Para enfrentar a Netflix, Amazon Studios pretende diversificar modelo de negócios de seus filmes em 2019

Com planos de expansão, distribuição dos longas comprados e produzidos pelo estúdio de Jeff Bezos será feita tanto para o Prime Video quanto para os cinemas e dependerá do perfil do projeto

por Pedro Strazza

A Amazon hoje se encontra numa posição curiosa dentro do cenário de streaming. Enquanto a Netflix ocupa o espaço central do mercado com uma produção agressiva de conteúdos originais (e que inclui só neste ano a produção de 90 filmes, por exemplo) e plataformas que prometem ser gigantes como as da Disney, Apple e WarnerMedia ainda estão por abrir os trabalhos, o Prime Video de Jeff Bezos já alcançou algum status de serviço tradicional entre os consumidores estadunidenses, agora se expandindo de pouco em pouco para outros territórios – incluindo o Brasil.

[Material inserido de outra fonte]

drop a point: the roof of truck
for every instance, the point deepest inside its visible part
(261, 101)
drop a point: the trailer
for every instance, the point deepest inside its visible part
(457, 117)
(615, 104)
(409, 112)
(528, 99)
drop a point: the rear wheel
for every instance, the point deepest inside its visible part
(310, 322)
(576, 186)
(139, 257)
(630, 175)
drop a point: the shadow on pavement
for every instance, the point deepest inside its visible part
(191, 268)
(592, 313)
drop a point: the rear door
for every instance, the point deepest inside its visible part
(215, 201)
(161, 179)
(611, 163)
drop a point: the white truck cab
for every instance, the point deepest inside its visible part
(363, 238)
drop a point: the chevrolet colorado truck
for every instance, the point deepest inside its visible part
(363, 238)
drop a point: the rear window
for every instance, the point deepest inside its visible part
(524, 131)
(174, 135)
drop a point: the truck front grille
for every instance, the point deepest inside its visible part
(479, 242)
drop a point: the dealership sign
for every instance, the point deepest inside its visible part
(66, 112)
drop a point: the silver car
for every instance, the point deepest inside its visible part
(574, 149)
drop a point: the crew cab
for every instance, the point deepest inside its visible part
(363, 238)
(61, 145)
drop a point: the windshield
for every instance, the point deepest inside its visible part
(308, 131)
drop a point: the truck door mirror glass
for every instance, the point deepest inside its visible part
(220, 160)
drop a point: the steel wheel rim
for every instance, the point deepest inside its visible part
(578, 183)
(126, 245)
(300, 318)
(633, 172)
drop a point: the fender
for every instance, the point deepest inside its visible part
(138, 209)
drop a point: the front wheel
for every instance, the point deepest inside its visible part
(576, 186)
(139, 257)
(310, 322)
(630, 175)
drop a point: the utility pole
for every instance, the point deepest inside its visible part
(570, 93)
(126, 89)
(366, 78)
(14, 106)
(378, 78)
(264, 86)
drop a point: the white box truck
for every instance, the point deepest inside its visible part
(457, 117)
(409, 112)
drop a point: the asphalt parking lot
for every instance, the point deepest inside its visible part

O plano, porém, está longe de seguir na sombra da rival vermelha e esperar o que pode acontecer com o mercado depois deste ano. Na esteira do relativo sucesso de “Guerra Fria” no Oscar e da verdadeira temporada de compras feita no último Festival de Sundance – onde gastou quase 50 milhões de dólares só em aquisição de direitos de longas exibidos, um recorde para qualquer empresa no evento – a Amazon Studios busca em 2019 ampliar a estratégia com suas produções originais: além de metas para lançar dez longas no circuito de exibição norte-americano para depois colocá-los com exclusividade no Prime Video, o estúdio quer ainda colocar 20 projetos direto no streaming da empresa, fortalecendo assim seu catálogo contra o crescente leque de concorrentes.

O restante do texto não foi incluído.